Running Ubuntu on my server, log rotation is already taken care of by the logrotate cron job. Nginx installs it’s own custom logrotate config in the folder /etc/logrotate.d/:

/var/log/nginx/*.log {
	daily
	missingok
	rotate 14
	compress
	delaycompress
	notifempty
	create 0640 www-data adm
	sharedscripts
	prerotate
		if [ -d /etc/logrotate.d/httpd-prerotate ]; then \
			run-parts /etc/logrotate.d/httpd-prerotate; \
		fi \
	endscript
	postrotate
		invoke-rc.d nginx rotate >/dev/null 2>&1
	endscript
}

The most relevant parts here are the two lines saying daily and rotate 14. “daily” obviously tells you how often the Nginx logs are included when logrotate’s cron job is run. “rotate X” tells you how many should be kept. So “rotate 14” combined with “daily” means that once per day, logrotate will delete the 15th oldest archived .log(.gz) file it finds in /var/log/nginx/. That all seems fine. Note that logrotate seems capable of distinguishing between log series, so server_a.access.log.* gets 14 archived logs and server_b.access.log.* gets 14 archived logs etc.

Finally, it’s worth paying attention to the notifempty line. If the current, active log file (the one without a number after .log) is empty (i.e. has a length of 0 bytes) when logrotates comes calling, logrotate will just pass it by because after all, it’s not taking up any space. Only once the length exceeds 0 will logrotate actually do something with the series. This default shows that the guiding principle of log rotation has historically been – and still is – disk space conservation and “decluttering”, not personal data protection. The net effect of notifempty can be seen in one application’s error logs:

-rw-r----- 1 A B   0 Sep 13 06:25 app.error.log
-rw-r----- 1 A B 538 Sep 12 15:43 app.error.log.1
-rw-r----- 1 A B 235 Aug 29 13:50 app.error.log.2.gz
-rw-r----- 1 A B 237 Aug 28 16:45 app.error.log.3.gz
-rw-r----- 1 A B 228 Mar 27  2021 app.error.log.4.gz
-rw-r----- 1 A B 494 Feb  4  2021 app.error.log.5.gz
-rw-r----- 1 A B 226 Aug 23  2020 app.error.log.6.gz
-rw-r----- 1 A B 440 Aug 11  2020 app.error.log.7.gz

Yes, the logs are rotated daily and only 7 archives are kept… but they stretch back more than a year, clearly clumping around dates where changes have produced issues. Obviously, there can be value in being able to investigate “historical” issues. Has this happened before? how often does it come up? does it resolve itself magically? However, I don’t think that’s the spirit of “to the extent necessary”. So I’m going to change notifempty to ifempty. This will delete older log archives – that may have actual errors/access data in them – and replace them with newer ones that will often just be a zero length, empty placeholder file (when no errors/access occured on that day).

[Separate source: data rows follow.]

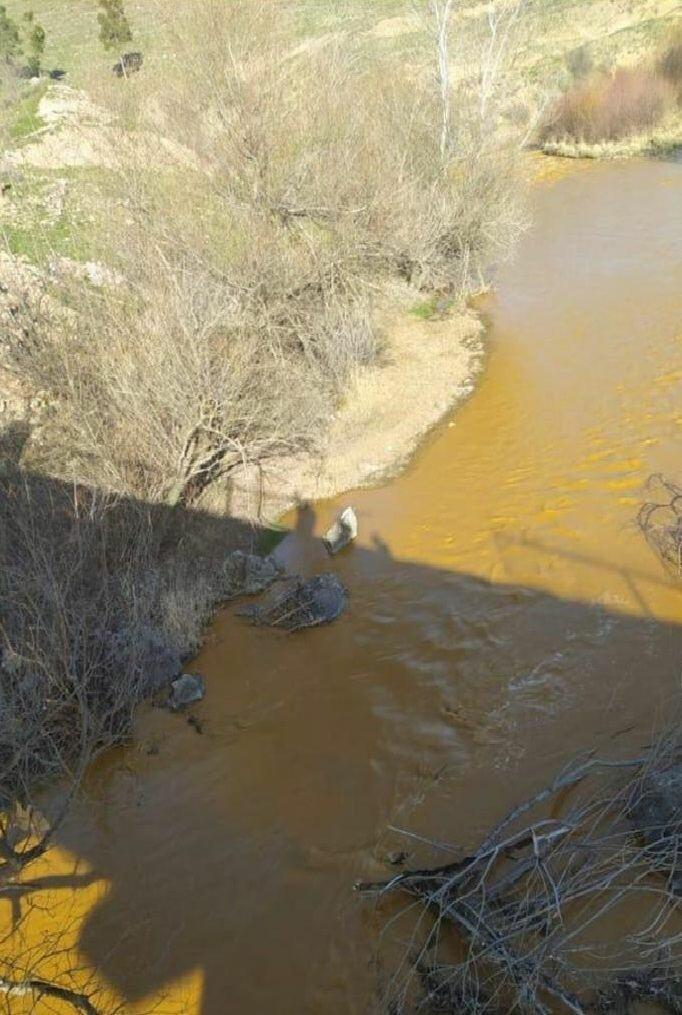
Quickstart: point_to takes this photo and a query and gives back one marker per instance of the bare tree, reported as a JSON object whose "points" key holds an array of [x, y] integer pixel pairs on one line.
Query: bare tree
{"points": [[562, 912], [441, 11]]}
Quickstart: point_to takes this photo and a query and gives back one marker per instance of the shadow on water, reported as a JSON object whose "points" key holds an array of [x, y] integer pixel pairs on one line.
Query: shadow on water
{"points": [[436, 701]]}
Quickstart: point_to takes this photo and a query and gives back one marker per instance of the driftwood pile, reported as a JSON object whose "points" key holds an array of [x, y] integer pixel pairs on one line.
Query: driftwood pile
{"points": [[661, 521], [570, 904]]}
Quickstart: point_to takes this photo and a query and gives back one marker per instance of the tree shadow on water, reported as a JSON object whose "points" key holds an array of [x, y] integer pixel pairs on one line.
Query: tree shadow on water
{"points": [[230, 855]]}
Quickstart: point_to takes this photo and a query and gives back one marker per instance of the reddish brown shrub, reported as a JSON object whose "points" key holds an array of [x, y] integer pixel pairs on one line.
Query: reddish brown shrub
{"points": [[610, 108], [670, 64]]}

Notice how I used the singular “file” a couple of paragraphs ago? As in: logrotate will remove a single file (per identified log series) when run. At least this is the behaviour I have observed and wondered at. Wondered at because surely a “loop-delete until there is no more than X” files would make more sense – that would automatically remove all old files when the count is decreased. As it is, it seems I would have to manually delete older files, if I was decreasing the count.

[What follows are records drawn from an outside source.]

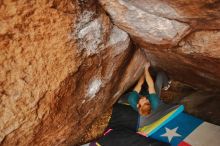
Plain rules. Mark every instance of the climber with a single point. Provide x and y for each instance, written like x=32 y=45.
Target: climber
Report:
x=125 y=120
x=145 y=101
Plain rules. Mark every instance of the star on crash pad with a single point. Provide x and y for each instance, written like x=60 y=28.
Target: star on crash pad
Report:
x=170 y=134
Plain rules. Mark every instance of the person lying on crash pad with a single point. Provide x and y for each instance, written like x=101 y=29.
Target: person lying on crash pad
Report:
x=125 y=119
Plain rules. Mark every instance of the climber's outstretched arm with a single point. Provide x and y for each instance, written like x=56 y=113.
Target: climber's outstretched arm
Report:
x=149 y=79
x=137 y=88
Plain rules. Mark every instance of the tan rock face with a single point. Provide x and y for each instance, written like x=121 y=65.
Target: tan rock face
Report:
x=61 y=64
x=179 y=36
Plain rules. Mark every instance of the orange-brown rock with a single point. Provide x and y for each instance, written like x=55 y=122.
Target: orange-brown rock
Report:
x=61 y=64
x=179 y=36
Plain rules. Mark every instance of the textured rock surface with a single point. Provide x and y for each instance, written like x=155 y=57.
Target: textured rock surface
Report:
x=144 y=25
x=196 y=61
x=178 y=36
x=61 y=65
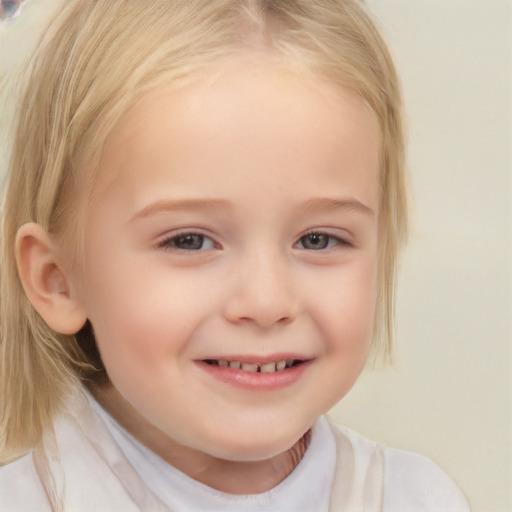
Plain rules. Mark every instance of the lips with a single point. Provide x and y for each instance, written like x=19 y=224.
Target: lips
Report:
x=255 y=367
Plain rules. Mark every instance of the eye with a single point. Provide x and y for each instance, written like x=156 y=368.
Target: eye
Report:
x=317 y=241
x=188 y=242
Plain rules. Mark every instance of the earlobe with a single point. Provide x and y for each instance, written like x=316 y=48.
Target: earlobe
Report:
x=45 y=280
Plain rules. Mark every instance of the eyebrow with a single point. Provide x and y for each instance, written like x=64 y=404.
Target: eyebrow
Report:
x=166 y=205
x=311 y=205
x=328 y=203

To take care of the special case of my error logs in the tmpfs folder, I copy the nginx config file in /etc/logrotate.d to an nginxtmp config file and change the location to match my new tmpfs setup:

/mnt/tmplog/nginx_*.log {
        daily
        missingok
        rotate 14
        compress
        delaycompress
	ifempty

        ...

And before I forget: I also need to add a reboot to the crontab. sudo crontab -e and add the line:

# m h  dom mon dow     command
30 6  1  * *           /sbin/shutdown --reboot now

Taking care, of course to not rely on shutdown being in the PATH but providing absolute paths.

Conclusion

It’s not a perfect solution and I’m sure that it can be improved upon. However, the most suprising thing to me is just how seemingly unprepared we still are for the GDPR 3 years (!) after it came in to effect. How is there not a few standard settings/solutions in Ubuntu, Nginx and/or logrotate that sysadmins can use to quickly and easily be compliant with it? It should be clear from the above that there is not going to be a one-size-fits-all compliant solutions but there could at least be a couple of ready-to-wear, off-the-shelf ones as built-ins.